I spotted a perfect pair of jeans while shopping at the mall last week. Not only did they fit my size and style specifications – a difficult task! – but these jeans were also being offered at a great, discounted price. After trying them on, checking myself out in the mirror, and making sure that I felt good about the purchase decision, I headed up to the checkout counter to finalize the sale.
“Do you have a store credit card?” I was asked by the friendly young girl at the register.
“No,” I replied. I’ve used store cards in the past, but never consistently and never for this particular store.
“Well if you apply for store card today, you can get an additional 60% off of your first purchase – in your case, off this pair of jeans.”

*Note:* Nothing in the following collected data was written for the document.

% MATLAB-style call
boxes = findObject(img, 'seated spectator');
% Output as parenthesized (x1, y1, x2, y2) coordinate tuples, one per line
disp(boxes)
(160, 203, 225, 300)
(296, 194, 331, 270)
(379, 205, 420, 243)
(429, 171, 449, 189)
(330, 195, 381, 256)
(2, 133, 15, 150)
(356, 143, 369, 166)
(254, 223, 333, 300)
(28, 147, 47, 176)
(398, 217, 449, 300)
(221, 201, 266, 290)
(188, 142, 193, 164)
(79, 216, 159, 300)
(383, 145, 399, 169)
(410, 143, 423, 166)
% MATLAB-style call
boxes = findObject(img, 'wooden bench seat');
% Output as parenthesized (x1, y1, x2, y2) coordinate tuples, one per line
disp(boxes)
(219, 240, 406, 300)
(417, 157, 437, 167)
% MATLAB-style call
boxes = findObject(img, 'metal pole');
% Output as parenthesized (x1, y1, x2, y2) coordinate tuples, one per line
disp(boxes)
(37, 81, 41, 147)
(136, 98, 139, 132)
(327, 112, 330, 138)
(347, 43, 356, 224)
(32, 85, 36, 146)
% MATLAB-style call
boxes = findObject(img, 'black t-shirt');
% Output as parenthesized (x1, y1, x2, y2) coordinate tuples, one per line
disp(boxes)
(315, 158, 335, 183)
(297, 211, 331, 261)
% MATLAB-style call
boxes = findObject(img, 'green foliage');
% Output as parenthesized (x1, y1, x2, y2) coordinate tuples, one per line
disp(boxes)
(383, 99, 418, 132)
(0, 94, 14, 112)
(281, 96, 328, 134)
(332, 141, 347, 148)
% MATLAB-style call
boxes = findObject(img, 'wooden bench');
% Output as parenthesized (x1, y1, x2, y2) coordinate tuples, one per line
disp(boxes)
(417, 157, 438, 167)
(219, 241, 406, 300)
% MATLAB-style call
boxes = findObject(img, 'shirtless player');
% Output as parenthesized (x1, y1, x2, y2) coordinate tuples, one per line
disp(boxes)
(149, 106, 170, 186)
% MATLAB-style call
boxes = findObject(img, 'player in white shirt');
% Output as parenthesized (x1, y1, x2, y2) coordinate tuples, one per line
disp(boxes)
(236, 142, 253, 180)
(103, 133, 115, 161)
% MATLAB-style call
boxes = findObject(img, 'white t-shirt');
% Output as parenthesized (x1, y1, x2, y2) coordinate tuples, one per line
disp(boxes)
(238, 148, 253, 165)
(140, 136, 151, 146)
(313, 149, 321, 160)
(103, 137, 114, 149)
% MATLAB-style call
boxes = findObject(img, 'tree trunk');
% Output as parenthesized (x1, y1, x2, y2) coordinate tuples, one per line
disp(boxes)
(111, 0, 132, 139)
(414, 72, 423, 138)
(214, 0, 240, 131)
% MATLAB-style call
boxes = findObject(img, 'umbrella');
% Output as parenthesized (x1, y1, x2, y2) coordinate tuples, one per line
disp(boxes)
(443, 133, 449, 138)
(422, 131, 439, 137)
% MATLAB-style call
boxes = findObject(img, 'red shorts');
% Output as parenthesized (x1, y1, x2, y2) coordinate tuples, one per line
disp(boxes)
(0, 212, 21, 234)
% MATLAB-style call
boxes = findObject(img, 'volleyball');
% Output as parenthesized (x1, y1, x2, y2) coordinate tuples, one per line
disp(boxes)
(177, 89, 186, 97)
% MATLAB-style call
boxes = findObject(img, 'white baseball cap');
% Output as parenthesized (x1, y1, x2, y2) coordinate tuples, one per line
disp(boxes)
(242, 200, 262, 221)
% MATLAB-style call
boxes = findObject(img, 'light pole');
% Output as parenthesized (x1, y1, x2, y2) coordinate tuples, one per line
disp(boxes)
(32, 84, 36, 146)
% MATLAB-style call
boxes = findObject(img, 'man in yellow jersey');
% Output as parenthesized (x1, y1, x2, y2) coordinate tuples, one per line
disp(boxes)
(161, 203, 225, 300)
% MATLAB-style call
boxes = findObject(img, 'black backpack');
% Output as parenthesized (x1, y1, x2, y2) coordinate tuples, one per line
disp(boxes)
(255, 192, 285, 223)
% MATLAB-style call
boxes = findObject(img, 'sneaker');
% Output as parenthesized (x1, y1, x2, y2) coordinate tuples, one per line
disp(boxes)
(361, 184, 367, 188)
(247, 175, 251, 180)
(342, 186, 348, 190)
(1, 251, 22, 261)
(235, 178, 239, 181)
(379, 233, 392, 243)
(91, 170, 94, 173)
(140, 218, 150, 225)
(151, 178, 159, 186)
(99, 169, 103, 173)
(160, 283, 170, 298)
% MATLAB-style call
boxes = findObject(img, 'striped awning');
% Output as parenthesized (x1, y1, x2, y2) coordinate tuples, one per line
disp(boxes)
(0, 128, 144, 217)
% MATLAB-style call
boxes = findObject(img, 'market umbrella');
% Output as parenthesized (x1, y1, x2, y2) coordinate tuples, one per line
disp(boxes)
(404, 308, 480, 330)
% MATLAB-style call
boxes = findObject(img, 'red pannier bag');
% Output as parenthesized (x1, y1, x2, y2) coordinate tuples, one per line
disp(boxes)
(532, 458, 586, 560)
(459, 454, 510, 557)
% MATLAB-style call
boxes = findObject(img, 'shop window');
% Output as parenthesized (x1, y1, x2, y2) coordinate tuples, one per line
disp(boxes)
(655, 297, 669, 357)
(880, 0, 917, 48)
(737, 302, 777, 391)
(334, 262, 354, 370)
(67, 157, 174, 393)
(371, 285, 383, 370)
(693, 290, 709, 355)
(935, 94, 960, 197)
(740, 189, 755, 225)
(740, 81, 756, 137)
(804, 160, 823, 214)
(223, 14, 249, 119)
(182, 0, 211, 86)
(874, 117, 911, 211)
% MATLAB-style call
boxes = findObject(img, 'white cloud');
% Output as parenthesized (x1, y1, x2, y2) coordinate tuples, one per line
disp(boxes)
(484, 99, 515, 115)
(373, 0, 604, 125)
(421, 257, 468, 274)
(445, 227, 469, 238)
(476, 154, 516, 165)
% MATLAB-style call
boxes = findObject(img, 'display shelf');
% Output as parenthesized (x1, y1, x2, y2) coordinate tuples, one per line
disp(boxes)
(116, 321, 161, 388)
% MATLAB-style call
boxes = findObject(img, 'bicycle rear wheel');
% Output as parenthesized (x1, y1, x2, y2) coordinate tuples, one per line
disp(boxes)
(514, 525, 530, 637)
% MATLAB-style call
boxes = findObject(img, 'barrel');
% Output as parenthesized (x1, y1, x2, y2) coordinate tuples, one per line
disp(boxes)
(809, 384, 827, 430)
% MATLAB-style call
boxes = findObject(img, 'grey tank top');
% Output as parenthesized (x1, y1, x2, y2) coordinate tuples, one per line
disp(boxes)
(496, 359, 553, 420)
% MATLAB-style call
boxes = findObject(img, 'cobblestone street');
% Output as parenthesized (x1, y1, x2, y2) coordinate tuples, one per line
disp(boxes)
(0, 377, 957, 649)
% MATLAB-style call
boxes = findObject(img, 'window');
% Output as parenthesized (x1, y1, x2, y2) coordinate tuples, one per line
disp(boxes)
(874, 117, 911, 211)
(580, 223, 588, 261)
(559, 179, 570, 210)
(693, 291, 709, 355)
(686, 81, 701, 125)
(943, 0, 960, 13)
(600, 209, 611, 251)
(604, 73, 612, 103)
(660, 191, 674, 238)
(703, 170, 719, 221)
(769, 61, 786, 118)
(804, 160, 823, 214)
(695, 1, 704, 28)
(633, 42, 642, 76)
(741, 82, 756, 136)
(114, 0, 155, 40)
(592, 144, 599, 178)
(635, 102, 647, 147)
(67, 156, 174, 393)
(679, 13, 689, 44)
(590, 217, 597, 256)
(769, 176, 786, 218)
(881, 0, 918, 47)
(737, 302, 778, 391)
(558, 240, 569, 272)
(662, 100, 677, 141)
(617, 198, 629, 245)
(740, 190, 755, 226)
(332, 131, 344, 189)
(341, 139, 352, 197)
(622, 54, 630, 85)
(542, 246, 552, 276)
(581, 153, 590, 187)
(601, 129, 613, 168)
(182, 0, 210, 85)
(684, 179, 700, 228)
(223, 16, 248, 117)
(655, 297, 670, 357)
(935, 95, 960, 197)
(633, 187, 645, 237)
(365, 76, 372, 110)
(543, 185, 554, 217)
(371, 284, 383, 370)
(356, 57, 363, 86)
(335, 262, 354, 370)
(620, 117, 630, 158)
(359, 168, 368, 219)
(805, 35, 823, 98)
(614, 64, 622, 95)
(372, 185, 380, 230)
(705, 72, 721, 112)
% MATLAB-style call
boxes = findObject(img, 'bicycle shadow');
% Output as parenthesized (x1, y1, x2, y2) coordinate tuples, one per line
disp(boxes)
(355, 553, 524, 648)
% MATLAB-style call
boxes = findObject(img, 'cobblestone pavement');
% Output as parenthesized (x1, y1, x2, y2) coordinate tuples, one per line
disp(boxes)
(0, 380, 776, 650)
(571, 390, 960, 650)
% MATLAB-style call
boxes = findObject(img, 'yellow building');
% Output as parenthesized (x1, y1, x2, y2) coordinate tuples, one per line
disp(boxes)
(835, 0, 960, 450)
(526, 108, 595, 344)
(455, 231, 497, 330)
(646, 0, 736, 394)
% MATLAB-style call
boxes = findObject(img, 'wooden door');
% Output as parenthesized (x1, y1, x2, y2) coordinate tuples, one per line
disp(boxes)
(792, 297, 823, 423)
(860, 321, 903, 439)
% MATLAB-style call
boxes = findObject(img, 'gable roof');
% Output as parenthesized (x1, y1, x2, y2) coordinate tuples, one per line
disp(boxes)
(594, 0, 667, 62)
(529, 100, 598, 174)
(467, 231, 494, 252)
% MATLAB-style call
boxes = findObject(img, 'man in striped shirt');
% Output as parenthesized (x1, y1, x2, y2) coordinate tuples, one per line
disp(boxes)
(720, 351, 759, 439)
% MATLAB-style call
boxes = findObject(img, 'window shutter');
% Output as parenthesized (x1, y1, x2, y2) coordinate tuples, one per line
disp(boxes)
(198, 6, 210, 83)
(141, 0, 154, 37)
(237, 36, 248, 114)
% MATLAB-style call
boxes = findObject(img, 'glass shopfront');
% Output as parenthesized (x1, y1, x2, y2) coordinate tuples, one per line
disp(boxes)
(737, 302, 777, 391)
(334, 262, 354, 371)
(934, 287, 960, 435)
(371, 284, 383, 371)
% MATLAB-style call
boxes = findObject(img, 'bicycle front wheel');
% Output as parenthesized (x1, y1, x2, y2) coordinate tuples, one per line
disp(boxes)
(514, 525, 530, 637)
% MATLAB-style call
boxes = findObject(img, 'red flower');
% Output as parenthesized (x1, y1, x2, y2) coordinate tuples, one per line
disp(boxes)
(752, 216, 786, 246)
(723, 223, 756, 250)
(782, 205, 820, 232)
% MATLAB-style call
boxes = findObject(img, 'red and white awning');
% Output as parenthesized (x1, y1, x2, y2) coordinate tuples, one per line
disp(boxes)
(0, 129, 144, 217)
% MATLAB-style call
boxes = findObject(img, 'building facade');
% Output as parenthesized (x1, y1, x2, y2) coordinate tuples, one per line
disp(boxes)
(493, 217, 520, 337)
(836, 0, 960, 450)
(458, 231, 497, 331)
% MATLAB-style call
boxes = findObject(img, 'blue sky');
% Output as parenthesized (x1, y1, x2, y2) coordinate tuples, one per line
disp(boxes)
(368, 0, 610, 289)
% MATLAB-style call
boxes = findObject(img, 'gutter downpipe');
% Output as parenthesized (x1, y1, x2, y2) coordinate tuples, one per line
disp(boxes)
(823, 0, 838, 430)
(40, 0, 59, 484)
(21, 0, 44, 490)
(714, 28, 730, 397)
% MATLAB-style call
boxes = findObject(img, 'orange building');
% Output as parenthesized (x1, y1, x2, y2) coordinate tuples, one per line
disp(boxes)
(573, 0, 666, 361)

I was tempted. I had no intention of keeping and using the card, but why not simply apply for it? I could get a quick discount, I could use the card a couple of times, and then I could cancel it and move on with my life. It seemed as though I had something definite to gain and almost nothing to lose.
Here are the key questions and considerations that rushed through my head at that moment:
-Will I truly cancel the card? There are numerous studies that show store credit cards to be a poor long-term decision. Most of these cards have higher rates and penalties than traditional ones, and the benefits they offer often expire within a matter of months. While it may be difficult to predict without a psychic chat whether one will cancel a card or get sucked into using it, some knowledge of your personality and spending habits should help you answer this question with a good amount of confidence.
-Am I making any major purchases in the next year? Many consumers are unaware that their credit scores take a hit whenever they apply for a new card. This decrease, however, last for only 12 months after the application is made. So if you’re concerned about your credit score and looking to buy a new home or car in the next year, getting a store card – even temporarily – may not ultimately be worth it.
-Are there any cancellation fees? The final and most obvious question is one that should be directed at the employee behind the register. Since I knew I wanted to cancel the card shortly after first using it, it consequently is important to insure that there are no cancellation fees, penalties, or other hidden charges that may come back to bite.
After quickly running through these questions, I finally decided to get the card, take advantage of the 60% discount, and then cancel the card at some point in the next month. Since there are no cancellation fees, I have no major purchases to make in the next year, and since I trust that I’ll be responsible, I concluded that there really was nothing to lose.
Hopefully my tale can be a helpful one to frugal shoppers out there. While a store credit card is usually a poor long-term proposition, there are certainly benefits that can be realized when using it only once or twice – so long as you keep the above questions in mind.